Realizing that most critiques of reality-noticing science, even if coached in philosphical language and portrayed as epistemic in nature, are really motivated by ideological and political (meaning personal) disagreements allows us to take the correct stance towards the role of science itself.
Science, like most Western traditions, implicitly relies on the maintenance of cooperate-cooperate equilibrium. In order for science to be truly scientific – that is, disinterested, objective and self-correcting – it must ensure a good-faith attitude in all of its participants. Science can be understood as the epistemic equivalent of a high-trust society – the latter is only possible if collective cooperation is perpetually enforced. The integrity of science thus rests on the foundation of good-faith exchange of ideas – criticisms must always be leveled on analytical grounds and rest on coherent principles. Bad faith argumentation, as exemplified by the usage of contradictory philosophical positions to undermine the same factual claim (more broadly, the same scientific paradigm), inevitably leads to the corruption of the processes that regulate the integrity of science as an institution.
In other words, science is a good-faith universalism (akin to the individualism preached by Peterson) – a symbiotic strategy vulnerable to the tragedy of the commons if taken for granted. Faulty safeguards against defection always open up avenues for individuals to profit off of parasitism, eventually cascading into widespread defection, until the platform facilitating the activity in question collapses.
In game theoretic terms, a good-faith attitude (principled arguments) towards scientific discussion represents cooperation, whereas a bad-faith attitude (political and ideological arguments) corresponds to defection. It's clear then that modern Science has long since ceased to be scientific, Covid was just the latest and most obvious demonstration of this fact. Because Science is currently the de facto arbiter between truth and falsehood, allowing its representatives to speak ex cathedra, the regime is forced to sustain its legitimacy by disguising the Decline of The Science with rhetorical tricks and semantic games that conflate signifier with signified.
The mistake that certain dissident right (or right-adjacent) figures made during the pandemic was not distinguishing between the appearance of science and science as substance. The fact that something is labeled Science, approved by »peer-review« or endorsed by »expert« intralexuals doesn't mean its actually scientific. These labels are signals to the regime's subjects indicating that compliance is expected – failure to comply means failing the loyalty test and outing oneself as Schmittian enemy.

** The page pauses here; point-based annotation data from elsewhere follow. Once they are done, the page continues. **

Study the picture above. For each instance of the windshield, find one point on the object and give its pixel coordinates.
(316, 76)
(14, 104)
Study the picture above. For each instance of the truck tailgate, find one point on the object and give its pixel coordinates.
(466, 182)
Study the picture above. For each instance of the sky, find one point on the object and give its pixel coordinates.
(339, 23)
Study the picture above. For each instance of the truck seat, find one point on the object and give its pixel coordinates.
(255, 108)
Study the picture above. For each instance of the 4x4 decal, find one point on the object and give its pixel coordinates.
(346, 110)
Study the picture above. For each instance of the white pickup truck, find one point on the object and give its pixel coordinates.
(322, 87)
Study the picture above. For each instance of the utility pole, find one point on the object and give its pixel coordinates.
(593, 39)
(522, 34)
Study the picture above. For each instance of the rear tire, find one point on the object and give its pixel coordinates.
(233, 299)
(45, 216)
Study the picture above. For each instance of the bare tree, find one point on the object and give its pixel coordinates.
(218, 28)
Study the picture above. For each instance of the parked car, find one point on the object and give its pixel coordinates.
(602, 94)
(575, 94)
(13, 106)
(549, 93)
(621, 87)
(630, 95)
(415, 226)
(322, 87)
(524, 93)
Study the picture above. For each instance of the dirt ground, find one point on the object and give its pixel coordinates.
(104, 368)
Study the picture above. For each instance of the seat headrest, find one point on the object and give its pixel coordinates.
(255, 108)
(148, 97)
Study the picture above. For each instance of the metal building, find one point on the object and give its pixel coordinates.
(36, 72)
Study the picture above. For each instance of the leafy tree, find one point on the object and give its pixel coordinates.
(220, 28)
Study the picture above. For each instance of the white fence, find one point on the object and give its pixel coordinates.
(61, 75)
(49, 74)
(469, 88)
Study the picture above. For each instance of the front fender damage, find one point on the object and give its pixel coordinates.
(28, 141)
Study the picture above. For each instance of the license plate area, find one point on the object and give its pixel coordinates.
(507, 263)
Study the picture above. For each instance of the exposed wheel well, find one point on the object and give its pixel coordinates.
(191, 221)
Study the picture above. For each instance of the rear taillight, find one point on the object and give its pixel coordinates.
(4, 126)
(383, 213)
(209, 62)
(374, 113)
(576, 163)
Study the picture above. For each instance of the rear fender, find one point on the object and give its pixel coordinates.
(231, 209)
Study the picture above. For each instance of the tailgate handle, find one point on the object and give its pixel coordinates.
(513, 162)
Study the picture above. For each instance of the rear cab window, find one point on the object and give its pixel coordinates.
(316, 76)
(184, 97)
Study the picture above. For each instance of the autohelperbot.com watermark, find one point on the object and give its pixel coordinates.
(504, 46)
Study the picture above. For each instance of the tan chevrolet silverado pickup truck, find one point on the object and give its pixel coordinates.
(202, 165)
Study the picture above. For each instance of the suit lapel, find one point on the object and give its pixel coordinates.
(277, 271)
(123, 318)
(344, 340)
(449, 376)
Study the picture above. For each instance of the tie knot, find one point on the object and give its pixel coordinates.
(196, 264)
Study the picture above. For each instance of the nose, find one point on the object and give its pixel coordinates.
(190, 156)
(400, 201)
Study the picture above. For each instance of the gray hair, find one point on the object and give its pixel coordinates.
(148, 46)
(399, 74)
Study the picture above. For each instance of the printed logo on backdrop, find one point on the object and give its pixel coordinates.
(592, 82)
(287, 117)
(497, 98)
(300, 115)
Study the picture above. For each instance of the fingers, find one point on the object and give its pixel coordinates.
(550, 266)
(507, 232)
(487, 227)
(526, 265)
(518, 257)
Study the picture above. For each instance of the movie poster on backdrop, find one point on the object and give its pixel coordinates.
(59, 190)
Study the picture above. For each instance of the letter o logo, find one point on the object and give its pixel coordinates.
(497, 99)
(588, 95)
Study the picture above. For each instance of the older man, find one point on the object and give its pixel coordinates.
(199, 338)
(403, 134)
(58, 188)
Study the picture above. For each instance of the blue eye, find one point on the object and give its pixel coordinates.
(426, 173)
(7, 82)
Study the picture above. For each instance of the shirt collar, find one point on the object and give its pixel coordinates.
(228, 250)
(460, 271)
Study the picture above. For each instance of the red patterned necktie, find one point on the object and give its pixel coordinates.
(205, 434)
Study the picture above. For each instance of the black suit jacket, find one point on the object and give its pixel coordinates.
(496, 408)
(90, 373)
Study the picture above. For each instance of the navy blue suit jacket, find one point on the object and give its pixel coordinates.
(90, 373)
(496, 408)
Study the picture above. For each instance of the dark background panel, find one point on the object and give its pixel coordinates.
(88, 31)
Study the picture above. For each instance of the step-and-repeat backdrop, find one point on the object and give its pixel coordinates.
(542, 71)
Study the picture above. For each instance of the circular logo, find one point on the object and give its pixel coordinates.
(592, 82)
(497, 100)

The crucial point is then the following: any »scientific« claim used by the regime to legitimize its decisions should be taken with extreme prejudice, as its almost certainly fabricated, exaggerated or misconstrued to serve an agenda. The »scientific consensus« can only be taken at face-value if a good-faith attitude is enforced. Since it is demonstrably not enforced, any claims about supposedly settled science should be a-priori rejected.